DeepMind’s AlphaZero AI is the new champion in chess, shogi, and Go

In a paper published in The Journal Science, the DeepMind team notes that AlphaZero is an improved version of its famous AlphaGo engine. After feeding basic rules of chess, shogi, and Go, it took AlphaZero, nine hours, 12 hours, and 13 days to learn the games respectively. Then It was then pitted against the world’s best AIs for these games.
Here’s how it went:
- Chess: AlphaZero won 155 games, lost just six, and drew the rest out of 1000 against Chess master StockFish.
- Shogi: DeepMind’s AI outperformed the world champion software Elmo in 91.2 percent games.
- Go: AlphaZero beat AlphaGo in 61 percent of games.

AlphaZero used a searching method called Monte Carlo Search Tree (MCST) to determine it’s next move. This method gave it an advantage over its competitors.

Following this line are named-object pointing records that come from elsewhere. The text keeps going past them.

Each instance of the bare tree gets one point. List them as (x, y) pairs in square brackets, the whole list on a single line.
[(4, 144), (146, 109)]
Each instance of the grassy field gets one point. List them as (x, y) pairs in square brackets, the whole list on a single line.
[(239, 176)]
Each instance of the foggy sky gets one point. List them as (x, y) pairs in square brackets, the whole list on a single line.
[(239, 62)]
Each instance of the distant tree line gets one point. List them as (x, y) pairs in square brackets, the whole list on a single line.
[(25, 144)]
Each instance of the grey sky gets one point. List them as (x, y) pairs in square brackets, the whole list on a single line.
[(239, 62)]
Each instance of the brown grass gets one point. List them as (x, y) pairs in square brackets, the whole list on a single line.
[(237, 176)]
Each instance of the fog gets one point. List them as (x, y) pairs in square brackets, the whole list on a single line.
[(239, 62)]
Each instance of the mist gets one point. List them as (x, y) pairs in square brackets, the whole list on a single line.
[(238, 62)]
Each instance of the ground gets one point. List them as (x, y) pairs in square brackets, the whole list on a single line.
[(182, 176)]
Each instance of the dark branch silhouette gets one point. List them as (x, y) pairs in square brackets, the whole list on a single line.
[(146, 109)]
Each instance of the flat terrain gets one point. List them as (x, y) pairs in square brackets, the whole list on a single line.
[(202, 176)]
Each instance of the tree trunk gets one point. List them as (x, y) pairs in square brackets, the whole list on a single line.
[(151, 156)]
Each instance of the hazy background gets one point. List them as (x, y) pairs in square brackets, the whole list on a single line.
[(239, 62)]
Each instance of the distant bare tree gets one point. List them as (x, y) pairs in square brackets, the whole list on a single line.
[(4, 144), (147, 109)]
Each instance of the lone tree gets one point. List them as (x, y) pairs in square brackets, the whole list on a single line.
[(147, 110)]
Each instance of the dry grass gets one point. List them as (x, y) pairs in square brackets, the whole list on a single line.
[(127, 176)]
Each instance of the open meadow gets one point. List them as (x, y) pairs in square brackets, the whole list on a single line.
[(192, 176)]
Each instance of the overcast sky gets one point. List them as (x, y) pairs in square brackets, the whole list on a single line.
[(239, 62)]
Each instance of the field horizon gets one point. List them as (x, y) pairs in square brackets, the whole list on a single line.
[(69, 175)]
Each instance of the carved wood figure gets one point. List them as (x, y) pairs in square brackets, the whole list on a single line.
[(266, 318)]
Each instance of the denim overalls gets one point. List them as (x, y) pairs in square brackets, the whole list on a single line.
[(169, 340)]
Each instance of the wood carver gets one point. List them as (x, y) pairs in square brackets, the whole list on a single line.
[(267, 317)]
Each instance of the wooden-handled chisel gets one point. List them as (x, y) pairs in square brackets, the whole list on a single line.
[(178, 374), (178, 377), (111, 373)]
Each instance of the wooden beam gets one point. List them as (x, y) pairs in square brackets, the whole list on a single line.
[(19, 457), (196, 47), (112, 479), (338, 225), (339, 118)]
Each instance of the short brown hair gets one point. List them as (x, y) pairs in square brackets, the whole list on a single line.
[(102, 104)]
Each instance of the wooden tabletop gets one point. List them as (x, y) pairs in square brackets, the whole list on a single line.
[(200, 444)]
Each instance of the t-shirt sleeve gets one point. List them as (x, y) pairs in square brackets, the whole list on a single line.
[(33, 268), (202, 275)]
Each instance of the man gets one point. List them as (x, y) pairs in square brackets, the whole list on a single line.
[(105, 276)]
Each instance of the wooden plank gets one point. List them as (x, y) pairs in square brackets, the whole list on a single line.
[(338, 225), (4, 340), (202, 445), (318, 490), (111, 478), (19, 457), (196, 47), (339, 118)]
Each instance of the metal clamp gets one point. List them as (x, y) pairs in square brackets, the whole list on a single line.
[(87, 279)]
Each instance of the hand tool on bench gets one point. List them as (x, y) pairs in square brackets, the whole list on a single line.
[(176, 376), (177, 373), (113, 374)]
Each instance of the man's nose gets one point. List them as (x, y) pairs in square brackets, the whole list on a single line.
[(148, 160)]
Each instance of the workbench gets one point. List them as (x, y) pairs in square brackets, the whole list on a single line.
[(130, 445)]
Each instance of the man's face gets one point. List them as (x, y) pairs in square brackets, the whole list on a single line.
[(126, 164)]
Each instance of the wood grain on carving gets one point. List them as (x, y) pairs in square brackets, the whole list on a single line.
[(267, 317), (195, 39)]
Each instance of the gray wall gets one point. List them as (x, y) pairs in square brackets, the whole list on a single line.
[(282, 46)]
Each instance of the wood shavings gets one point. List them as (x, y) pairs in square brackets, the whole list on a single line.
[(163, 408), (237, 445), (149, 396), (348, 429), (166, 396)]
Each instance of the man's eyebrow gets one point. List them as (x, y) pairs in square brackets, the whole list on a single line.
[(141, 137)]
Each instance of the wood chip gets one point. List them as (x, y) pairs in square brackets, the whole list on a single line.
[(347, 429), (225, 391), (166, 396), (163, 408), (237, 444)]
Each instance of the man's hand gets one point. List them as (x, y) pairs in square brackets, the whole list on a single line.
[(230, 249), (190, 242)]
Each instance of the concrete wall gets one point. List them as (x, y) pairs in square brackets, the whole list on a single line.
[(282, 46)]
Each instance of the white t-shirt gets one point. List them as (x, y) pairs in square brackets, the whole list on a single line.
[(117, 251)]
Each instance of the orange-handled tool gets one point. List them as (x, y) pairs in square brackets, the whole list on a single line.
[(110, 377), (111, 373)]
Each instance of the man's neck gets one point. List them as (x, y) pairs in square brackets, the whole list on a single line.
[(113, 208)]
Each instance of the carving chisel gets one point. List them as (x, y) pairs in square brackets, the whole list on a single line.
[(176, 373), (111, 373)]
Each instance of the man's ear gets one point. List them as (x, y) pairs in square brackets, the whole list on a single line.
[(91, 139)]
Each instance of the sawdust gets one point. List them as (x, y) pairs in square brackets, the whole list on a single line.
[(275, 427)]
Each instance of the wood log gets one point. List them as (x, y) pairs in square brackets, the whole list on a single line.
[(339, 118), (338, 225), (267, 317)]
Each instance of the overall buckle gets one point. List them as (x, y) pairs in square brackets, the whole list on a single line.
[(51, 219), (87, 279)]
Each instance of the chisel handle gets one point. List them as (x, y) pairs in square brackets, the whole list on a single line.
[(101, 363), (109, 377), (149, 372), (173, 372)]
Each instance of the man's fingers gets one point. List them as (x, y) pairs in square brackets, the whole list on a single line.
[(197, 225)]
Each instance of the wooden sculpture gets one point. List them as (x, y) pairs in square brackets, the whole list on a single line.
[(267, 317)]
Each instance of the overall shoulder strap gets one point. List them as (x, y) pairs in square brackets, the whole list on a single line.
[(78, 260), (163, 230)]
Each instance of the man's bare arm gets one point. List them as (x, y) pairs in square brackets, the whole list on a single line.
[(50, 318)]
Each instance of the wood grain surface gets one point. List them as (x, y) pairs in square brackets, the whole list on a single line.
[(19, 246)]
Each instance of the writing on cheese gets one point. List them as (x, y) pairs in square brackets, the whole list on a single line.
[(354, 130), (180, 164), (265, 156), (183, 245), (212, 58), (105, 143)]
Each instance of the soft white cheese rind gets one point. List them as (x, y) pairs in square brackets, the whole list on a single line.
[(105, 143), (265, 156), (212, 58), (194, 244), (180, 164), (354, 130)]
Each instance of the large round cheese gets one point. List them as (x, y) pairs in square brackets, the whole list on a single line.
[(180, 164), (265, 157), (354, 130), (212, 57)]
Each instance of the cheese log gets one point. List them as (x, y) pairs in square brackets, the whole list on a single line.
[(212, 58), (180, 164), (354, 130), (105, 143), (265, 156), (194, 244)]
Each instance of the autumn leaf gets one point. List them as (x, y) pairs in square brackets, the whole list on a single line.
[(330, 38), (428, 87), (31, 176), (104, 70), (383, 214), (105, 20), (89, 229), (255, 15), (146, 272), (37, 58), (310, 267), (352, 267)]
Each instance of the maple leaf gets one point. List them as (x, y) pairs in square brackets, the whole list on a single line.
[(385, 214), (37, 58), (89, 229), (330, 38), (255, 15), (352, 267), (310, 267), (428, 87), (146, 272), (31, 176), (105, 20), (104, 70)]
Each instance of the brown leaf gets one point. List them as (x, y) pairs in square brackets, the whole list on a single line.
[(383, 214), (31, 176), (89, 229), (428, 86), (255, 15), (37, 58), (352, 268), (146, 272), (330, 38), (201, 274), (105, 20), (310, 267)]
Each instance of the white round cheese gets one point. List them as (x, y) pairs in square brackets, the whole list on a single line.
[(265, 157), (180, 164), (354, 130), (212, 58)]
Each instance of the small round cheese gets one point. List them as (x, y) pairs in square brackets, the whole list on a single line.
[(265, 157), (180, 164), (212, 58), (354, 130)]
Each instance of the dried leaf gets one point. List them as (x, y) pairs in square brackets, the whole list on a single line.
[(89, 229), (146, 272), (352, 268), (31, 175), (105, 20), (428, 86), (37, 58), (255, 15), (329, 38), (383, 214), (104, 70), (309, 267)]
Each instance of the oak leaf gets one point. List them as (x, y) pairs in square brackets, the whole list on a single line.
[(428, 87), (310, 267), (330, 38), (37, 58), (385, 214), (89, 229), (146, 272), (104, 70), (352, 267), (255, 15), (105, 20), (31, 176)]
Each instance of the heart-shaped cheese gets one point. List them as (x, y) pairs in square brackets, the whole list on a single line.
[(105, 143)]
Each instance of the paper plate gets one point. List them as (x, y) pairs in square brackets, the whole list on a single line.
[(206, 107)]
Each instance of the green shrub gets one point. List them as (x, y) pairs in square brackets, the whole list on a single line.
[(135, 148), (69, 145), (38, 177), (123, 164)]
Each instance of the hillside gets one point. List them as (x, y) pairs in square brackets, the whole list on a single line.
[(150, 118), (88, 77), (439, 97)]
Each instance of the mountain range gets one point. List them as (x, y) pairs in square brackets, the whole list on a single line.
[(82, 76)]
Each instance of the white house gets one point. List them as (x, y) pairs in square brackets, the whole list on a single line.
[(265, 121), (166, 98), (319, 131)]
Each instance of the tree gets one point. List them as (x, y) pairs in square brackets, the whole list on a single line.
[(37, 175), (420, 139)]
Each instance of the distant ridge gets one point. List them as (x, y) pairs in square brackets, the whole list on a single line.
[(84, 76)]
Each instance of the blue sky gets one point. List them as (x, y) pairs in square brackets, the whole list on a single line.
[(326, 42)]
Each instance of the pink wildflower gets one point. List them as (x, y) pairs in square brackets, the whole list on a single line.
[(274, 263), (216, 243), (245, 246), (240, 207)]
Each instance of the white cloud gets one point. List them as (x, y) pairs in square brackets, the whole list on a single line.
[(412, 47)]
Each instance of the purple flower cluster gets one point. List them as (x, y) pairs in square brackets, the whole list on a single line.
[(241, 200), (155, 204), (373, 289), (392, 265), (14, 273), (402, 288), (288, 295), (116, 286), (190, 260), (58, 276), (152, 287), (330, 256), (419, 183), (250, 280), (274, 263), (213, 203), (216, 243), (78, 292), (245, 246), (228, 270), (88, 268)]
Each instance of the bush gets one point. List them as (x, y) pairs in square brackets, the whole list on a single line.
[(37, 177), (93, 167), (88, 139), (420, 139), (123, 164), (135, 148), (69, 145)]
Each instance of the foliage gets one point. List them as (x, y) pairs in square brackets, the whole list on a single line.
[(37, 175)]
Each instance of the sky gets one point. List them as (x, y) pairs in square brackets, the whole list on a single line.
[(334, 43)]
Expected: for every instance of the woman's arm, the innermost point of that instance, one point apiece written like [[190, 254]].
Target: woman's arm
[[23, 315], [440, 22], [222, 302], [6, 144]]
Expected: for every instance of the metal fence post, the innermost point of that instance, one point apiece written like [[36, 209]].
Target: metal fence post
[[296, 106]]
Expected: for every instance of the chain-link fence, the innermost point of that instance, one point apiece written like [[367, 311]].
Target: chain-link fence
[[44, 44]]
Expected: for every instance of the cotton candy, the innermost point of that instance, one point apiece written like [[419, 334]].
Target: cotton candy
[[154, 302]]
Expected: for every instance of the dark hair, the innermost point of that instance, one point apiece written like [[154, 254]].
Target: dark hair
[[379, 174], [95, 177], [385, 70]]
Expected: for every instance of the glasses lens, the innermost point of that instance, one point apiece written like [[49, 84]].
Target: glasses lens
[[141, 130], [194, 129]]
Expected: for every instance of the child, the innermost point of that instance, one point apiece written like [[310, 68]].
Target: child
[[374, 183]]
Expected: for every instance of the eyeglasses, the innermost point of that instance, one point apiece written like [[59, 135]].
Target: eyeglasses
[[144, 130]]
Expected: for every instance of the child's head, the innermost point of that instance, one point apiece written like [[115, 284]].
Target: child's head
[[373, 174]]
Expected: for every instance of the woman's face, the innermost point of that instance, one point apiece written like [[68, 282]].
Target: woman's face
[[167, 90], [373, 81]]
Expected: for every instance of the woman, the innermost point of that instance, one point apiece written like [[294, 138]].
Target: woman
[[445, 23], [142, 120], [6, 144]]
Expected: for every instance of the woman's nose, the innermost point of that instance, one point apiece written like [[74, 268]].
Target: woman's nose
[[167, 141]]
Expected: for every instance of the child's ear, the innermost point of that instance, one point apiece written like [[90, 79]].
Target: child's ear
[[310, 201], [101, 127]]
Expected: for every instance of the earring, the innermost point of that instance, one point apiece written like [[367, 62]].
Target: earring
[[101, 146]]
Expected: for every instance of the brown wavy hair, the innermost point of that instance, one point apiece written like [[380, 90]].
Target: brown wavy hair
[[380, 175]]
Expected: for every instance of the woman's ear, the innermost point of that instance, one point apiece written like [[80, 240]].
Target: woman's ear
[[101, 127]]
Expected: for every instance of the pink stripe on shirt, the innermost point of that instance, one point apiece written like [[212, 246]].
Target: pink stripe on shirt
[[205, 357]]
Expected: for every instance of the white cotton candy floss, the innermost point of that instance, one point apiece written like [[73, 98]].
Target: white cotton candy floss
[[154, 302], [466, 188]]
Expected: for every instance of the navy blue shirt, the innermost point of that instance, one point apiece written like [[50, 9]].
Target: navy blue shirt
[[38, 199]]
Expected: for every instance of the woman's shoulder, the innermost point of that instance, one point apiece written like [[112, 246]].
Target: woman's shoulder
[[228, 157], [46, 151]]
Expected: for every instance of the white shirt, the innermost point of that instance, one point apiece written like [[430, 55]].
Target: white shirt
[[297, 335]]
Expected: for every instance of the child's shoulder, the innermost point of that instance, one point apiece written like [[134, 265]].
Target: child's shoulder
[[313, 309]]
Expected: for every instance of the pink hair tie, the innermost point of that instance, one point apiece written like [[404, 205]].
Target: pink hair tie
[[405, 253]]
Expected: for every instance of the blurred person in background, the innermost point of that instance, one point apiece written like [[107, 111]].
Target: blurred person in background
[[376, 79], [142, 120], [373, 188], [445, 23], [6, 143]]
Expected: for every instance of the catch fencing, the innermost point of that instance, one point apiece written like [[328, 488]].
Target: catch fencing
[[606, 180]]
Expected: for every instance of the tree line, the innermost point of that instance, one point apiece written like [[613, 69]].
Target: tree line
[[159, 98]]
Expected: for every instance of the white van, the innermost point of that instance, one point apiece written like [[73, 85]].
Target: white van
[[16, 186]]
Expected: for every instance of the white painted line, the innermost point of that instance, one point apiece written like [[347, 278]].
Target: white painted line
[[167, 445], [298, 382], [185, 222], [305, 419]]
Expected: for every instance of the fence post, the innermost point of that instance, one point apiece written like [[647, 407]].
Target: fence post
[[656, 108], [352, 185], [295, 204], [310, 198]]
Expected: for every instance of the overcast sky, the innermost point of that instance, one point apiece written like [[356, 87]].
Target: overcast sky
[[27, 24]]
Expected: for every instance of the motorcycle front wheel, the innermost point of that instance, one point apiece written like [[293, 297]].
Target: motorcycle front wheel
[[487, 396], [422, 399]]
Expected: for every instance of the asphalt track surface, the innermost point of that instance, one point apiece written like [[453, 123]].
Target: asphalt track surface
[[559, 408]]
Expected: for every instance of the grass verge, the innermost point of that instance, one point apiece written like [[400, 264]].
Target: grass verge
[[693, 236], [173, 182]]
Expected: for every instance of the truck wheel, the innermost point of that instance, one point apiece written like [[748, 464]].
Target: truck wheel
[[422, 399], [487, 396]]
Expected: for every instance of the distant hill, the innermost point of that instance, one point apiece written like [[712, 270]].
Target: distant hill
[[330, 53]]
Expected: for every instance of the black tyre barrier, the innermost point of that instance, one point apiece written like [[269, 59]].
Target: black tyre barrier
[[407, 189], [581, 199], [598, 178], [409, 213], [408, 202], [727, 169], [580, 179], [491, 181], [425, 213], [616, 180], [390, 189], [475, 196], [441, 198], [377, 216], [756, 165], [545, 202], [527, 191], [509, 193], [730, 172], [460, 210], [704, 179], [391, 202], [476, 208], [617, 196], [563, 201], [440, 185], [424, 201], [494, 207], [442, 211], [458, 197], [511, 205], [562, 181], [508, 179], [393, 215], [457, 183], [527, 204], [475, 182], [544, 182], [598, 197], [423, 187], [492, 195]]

In an editorial in Science magazine Chess Champion Garry Kasparov praised AlphaZero’s playing style:
(…) I admit that I was pleased to see that AlphaZero had a dynamic, open style like my own. The conventional wisdom was that machines would approach perfection with endless dry maneuvering, usually leading to drawn games. But in my observation, AlphaZero prioritizes piece activity over the material, preferring positions that to my eye looked risky and aggressive.
The secret of DeepMind’s speedy learning and expertise is Google‘s 5000 Tensor Processing Units (TPU). To put that into context, A single TPU can process 100 million photos from Google Photos in a day, so AlphaZero benefits greatly from having a number of these.
Earlier this year, we saw that Open AI’s bots beat Dota 2 players. What game will AIs master next? Any guesses?